I got to work in the kitchen, channeling my best Galloping Gourmet, chopping, dicing, and seasoning the roast. Jane reclined with a book just outside the kitchen and just out of sight. The rooms were adjacent, but separated by open space.
At some point I called out to her, “How much garlic should I use?”
I couldn’t see her, but I suspect she responded without looking up from her book. “Well, you can’t use too much garlic.”
I heard this as confirmation of something I already believed, or at least wanted to believe—that Jane and I shared the same generous feelings about garlic. I mistook that neat fit for agreement. So I behaved accordingly. I minced. I chopped. I seasoned with the calm assurance of someone who believed he understood both garlic and the situation. The kitchen smelled decisive. The roast stood proudly on its platter, evidence of my devotion. I delivered my offerings to the table not without hope.
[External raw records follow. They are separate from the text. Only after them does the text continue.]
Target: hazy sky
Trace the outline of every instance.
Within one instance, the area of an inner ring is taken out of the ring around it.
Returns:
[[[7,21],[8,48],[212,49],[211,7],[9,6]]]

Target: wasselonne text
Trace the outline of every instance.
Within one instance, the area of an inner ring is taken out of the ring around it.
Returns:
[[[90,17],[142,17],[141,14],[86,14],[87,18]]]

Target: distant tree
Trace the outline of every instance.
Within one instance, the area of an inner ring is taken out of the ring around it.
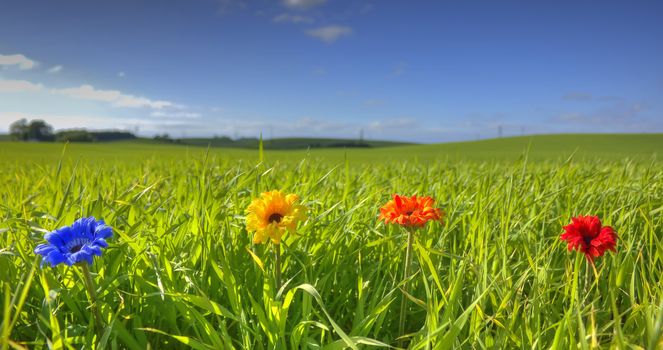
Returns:
[[[36,119],[30,121],[28,125],[28,139],[38,141],[53,141],[53,127],[46,124],[45,121]]]
[[[95,141],[119,141],[119,140],[133,140],[136,135],[128,131],[120,130],[106,130],[106,131],[92,131],[90,135]]]
[[[28,141],[53,141],[53,127],[48,125],[43,120],[31,120],[29,123],[26,119],[21,119],[13,122],[9,126],[9,134],[15,140]]]
[[[60,142],[93,142],[94,136],[85,129],[63,130],[55,134],[55,140]]]
[[[9,126],[9,135],[14,140],[26,141],[28,139],[28,120],[24,118],[13,122]]]
[[[170,138],[170,135],[164,133],[163,135],[156,134],[153,139],[155,141],[164,142],[164,143],[178,143],[179,140],[173,140]]]

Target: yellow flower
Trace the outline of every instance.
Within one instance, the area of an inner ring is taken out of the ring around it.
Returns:
[[[286,231],[294,232],[306,220],[306,207],[297,204],[299,196],[281,191],[263,192],[246,208],[246,230],[255,232],[253,243],[281,242]]]

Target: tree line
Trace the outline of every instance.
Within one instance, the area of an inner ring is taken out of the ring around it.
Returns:
[[[88,131],[86,129],[71,129],[55,132],[51,125],[41,119],[17,120],[9,126],[9,135],[14,141],[39,142],[103,142],[136,138],[133,133],[119,130]]]

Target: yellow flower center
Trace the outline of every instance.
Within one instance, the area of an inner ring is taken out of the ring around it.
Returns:
[[[283,215],[279,213],[274,213],[269,216],[269,219],[267,219],[267,221],[269,221],[270,224],[274,222],[278,224],[279,222],[281,222],[281,219],[283,219]]]

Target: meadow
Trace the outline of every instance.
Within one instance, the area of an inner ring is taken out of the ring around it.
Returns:
[[[265,151],[0,143],[2,349],[663,349],[663,135],[553,135],[379,149]],[[261,192],[308,208],[282,242],[283,287],[245,209]],[[378,220],[393,193],[443,223]],[[616,253],[567,251],[598,215]],[[44,234],[113,228],[90,270],[40,267]],[[405,334],[402,287],[409,285]]]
Whatever approval I was expecting did not arrive. Jane took a bite and winced. She looked down at her plate, picked a small piece of garlic off her slice and gave it an accusatory look. Her displeasure made no effort to hide itself.
“Oh my god,” she said. “Why did you use so much garlic?”
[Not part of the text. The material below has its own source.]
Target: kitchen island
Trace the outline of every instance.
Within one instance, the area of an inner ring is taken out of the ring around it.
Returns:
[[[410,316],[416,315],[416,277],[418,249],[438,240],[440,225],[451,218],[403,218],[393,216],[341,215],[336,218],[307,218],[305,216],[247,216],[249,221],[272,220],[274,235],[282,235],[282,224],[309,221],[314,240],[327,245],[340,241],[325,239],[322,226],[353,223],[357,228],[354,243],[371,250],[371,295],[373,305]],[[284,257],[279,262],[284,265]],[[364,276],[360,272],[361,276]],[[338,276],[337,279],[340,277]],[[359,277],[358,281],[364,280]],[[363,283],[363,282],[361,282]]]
This was puzzling. I had not misunderstood the words; I had applied them.
It hit me then and there. ‘You can’t use too much garlic’ can mean two opposite things. It can mean there is no meaningful upper bound — which is what I heard. Or it can mean there is a boundary, and exceeding it is something you ought not — indeed cannot — do. The sentence itself, even the tone in which it was spoken, tells you nothing about which meaning was intended. Only the consequences do.
“You can’t use too much garlic” can mean two opposite things. It can mean there is no meaningful upper bound, or it can mean there is a boundary, and exceeding it is something you ought not—indeed cannot—do. The sentence itself does not say where that boundary lies, only that crossing it has consequences.
What failed was my assumption that words contain meaning. They don’t. Or at least that’s my little manifesto. Yeah, yeah—I’ve slogged through some Wittgenstein. I know that won’t go unchallenged. You’ll wave the dictionary at me and cry Definitions! But I’m sticking to my guns. Meaning isn’t a little object contained in words. It’s not cargo within a sentence waiting to be unloaded like so many blocks of granite.
The meaning Jane sought to impart was a field. On my side, my own coil had to vibrate with it. But my habits and preferences act as a filter. Some frequencies are amplified, others attenuated, and some have their polarities reversed. And so Jane and I ended up grazing in different fields.
Meaning had to be induced across the void between us, and that requires a certain fidelity. That fine fall day the fidelity faltered and the induction failed. My offerings were lost in translation. The roast did not help my cause. I was not invited to stay the night.